I know you wouldn’t shout at people or call them names when they didn’t understand something. And I’ll bet they would be 10 times more nervous about learning the “computer” as you would be about showing them how to use it!
Especially older people might think they were too “dumb” to learn how to use e-mail. I really think you would be perfect doing something like that. And it wouldn’t have to be for long periods of time. You wouldn’t want to frustrate your student with too much info all at once, so that means you wouldn’t feel pressured as much either.
You are very good at explaining to the playground children how to pet the animals and how to act around the goats. I think people wanting to learn how to use the computer would feel very at ease with you and you would reward them with praise when they did good and help them out when they had a problem.
November 30th, 2007 at 3:01
About the disability thing: what if your retirement was based on a physical impairment instead of an emotional one?
Would you be mean to yourself if you had, say a broken leg? Would you think “Bad Plume, he’ll never run a marathon or climb Mt. Everest or do anything because he doesn’t walk as good as anyone else?”
Wouldn’t you be kinder to yourself and think: “What are the things I CAN do?” “Just because I can’t do some things doesn’t mean I’m a worthless person.” “So I don’t climb a mountain, so what!”
Just accept the fact that for whatever reason, your “emotional wiring” is a just a little different. I like who you are, you’re a great person. You’ve come a long, long ways.
Pat yourself on the back for who you are and how hard you’ve worked. Please don’t dwell on all that “broken leg/impairment” stuff. That’s just a tiny, small part of who you really are.
November 30th, 2007 at 10:32
No matter what faults you have, in writing or otherwise, you’re a great guy. I like you, and you should like you too.
December 1st, 2007 at 22:29
Debster – It was a lovely package, thank you so much! The comb is well loved already.

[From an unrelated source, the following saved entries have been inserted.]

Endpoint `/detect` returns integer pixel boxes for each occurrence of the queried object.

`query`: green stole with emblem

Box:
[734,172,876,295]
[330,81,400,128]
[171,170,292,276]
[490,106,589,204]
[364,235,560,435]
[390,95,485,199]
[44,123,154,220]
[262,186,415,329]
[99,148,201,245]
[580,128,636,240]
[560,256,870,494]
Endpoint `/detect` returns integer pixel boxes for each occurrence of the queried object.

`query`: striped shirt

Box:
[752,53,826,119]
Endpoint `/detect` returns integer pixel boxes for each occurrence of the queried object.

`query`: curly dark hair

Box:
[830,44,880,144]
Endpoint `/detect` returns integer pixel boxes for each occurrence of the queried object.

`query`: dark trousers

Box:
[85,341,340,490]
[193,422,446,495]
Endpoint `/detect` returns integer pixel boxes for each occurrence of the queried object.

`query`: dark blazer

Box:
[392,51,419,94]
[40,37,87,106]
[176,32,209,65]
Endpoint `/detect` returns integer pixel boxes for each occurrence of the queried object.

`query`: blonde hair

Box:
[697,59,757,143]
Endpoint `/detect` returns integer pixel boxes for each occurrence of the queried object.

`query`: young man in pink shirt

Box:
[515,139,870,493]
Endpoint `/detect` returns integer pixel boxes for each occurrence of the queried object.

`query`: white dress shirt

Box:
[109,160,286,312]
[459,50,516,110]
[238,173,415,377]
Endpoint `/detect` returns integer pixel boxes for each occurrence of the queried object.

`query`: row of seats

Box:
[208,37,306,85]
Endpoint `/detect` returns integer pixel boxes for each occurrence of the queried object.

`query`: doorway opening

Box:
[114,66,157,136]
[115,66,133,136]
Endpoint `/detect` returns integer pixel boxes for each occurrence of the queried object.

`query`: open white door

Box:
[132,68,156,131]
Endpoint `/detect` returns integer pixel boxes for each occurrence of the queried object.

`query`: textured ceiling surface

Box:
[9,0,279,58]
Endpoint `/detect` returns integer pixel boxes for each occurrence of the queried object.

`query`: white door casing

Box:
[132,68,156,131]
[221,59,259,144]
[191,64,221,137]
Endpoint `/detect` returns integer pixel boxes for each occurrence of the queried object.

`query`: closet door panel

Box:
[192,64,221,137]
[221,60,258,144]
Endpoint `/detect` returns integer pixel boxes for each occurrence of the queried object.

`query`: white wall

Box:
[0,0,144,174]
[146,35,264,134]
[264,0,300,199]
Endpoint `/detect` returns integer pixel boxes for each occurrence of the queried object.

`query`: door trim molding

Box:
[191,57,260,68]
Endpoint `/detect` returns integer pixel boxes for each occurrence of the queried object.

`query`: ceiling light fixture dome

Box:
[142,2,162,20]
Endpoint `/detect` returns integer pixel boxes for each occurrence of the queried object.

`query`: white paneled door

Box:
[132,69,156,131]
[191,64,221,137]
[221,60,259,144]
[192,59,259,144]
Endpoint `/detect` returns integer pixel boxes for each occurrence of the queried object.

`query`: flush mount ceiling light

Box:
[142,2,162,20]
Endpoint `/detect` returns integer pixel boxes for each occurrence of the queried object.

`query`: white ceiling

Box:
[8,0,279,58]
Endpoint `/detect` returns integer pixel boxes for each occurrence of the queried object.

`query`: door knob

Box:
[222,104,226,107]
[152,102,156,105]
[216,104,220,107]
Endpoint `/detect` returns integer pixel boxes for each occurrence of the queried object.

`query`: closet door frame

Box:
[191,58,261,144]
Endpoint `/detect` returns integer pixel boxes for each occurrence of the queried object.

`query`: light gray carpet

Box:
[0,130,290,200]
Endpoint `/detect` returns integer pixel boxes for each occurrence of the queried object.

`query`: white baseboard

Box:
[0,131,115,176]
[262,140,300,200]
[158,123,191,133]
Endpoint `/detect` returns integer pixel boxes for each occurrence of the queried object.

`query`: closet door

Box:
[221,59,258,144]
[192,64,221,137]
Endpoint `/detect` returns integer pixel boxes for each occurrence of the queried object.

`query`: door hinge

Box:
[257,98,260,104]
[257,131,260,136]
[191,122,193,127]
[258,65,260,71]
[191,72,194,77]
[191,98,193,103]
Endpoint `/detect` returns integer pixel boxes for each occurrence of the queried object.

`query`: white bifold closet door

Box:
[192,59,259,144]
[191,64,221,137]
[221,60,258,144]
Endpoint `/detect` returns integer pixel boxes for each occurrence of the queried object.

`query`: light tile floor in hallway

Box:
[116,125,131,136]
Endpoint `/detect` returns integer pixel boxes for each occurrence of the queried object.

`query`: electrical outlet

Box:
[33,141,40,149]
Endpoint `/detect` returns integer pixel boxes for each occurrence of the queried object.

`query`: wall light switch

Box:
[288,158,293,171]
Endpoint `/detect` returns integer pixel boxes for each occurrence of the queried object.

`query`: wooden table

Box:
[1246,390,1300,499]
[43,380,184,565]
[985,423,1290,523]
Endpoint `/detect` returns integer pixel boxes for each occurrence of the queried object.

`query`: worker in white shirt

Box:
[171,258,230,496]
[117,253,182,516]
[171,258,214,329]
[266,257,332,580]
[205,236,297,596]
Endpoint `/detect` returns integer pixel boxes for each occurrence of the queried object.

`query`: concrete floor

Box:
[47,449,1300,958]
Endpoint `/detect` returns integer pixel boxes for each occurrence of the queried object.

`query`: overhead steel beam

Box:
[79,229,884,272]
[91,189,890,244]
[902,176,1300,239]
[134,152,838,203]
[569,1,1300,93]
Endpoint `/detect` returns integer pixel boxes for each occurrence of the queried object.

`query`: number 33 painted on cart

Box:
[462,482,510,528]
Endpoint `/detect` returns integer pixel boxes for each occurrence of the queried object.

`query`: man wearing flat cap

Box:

I’ll see what I can do about pictures. There’s a party picture in the making, but my haircut is kept a secret for now!
I don’t know how good a teacher I’d be. I certainly wouldn’t shout no. i’m more afraid that I wouldn’t say a single word! Maybe I can do it by signlanguage. Hehe. Well we’ll see what happens.
I try not to beat myself up about the disability yes. It’s just hard when you read through a stack of incriminating papers like that. But I’ll be ok. The goats seem to still like me, so I can’t be all horrible!
Stu – Thank you. I appreciate that. I try to like myself. I don’t always succeed. But I try.